Nel caso spagnolo, a denunciare l'episodio sarebbe stato l'ex presidente della Rfef, Angel Maria Villar, arrestato a luglio insieme al figlio Gorka e al vicepresidente Juan Padrón per presunta corruzione nell'ambito delle indagini sulla calciopoli iberica. Secondo El Pais, a provocare la reazione della Fifa è stata la proposta del Consiglio superiore per lo Sport (controllato dal governo) di tenere nuove elezioni federali: la richiesta è stata inviata dal Tribunale amministrativo dello Sport al Consiglio di Stato, che però non ha ancora emesso il suo parere. «Il Consiglio di Stato sta facendo in modo che la Federazione non rispetti le leggi, pretende che si annullino le elezioni senza che la legge lo consenta e sarà l'unico responsabile se la Spagna dovesse restare fuori dal Mondiale. Non sarà colpa mia, la situazione è grave», ha detto Villar.

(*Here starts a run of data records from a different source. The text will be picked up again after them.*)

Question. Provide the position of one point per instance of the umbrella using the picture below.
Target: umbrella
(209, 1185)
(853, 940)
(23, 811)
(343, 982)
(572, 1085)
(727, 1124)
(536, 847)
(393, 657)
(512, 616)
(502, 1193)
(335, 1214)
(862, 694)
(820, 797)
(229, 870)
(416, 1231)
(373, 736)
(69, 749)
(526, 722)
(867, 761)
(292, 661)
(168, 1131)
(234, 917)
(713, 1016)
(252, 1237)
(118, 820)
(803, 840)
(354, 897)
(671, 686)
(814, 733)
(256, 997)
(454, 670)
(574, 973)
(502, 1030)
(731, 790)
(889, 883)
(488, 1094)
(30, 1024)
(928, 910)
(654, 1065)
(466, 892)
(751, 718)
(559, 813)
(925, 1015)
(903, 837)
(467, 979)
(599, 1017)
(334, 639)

3. L'ipotesi di un ripescaggio italiano

Va da sè che uno scenario del genere potrebbe portare al 'ripescaggio' dell'Italia, arrivata seconda nel girone di qualificazione mondiale che ha promosso la Spagna, anche se il presidente ad interim della Federcalcio spagnola, Juan Luis Larrea, lo ha escluso in maniera netta: Larrea ha ammesso di avere in agenda a inizio anno un «incontro informativo» con il presidente della Fifa, Gianni Infantino, il ministro dell'Educazione spagnola Iigo Mendez de Vigo e il segretario di Stato per lo Sport José Ramón Lete, ma ha negato che la Roja possa essere esclusa dal Mondiale: «Nessuno escluderà la Spagna dalla Coppa del Mondo, è qualcosa di impossibile», ha detto il dirigente, avallando le parole del premier Mariano Rajoy: «Non vedo questo scenario, sono assolutamente convinto che la Spagna andrà ai Mondiali in Russia e, inoltre, che vincerà».

4. I guai di Infantino

Non c'è però solo la Spagna a tenere desta l'attenzione del capo della Fifa, Gianni Infantino, tirato in ballo oggi da Il Fatto e da Le Monde per avere autorizzato nel 2011, allorchè era segretario generale dell'Uefa, «modifiche eccezionali» per salvare il campionato turco dallo scandalo corruzione. Nella fattispecie, l'allora braccio destro di Michel Platini, avrebbe aiutato il blasonato Fenerbahce che quell'anno vinse il campionato truccando diverse partite ma poi, una volta emerso lo scandalo, evitò la retrocessione per l'amnistia totale decisa dalle autorità.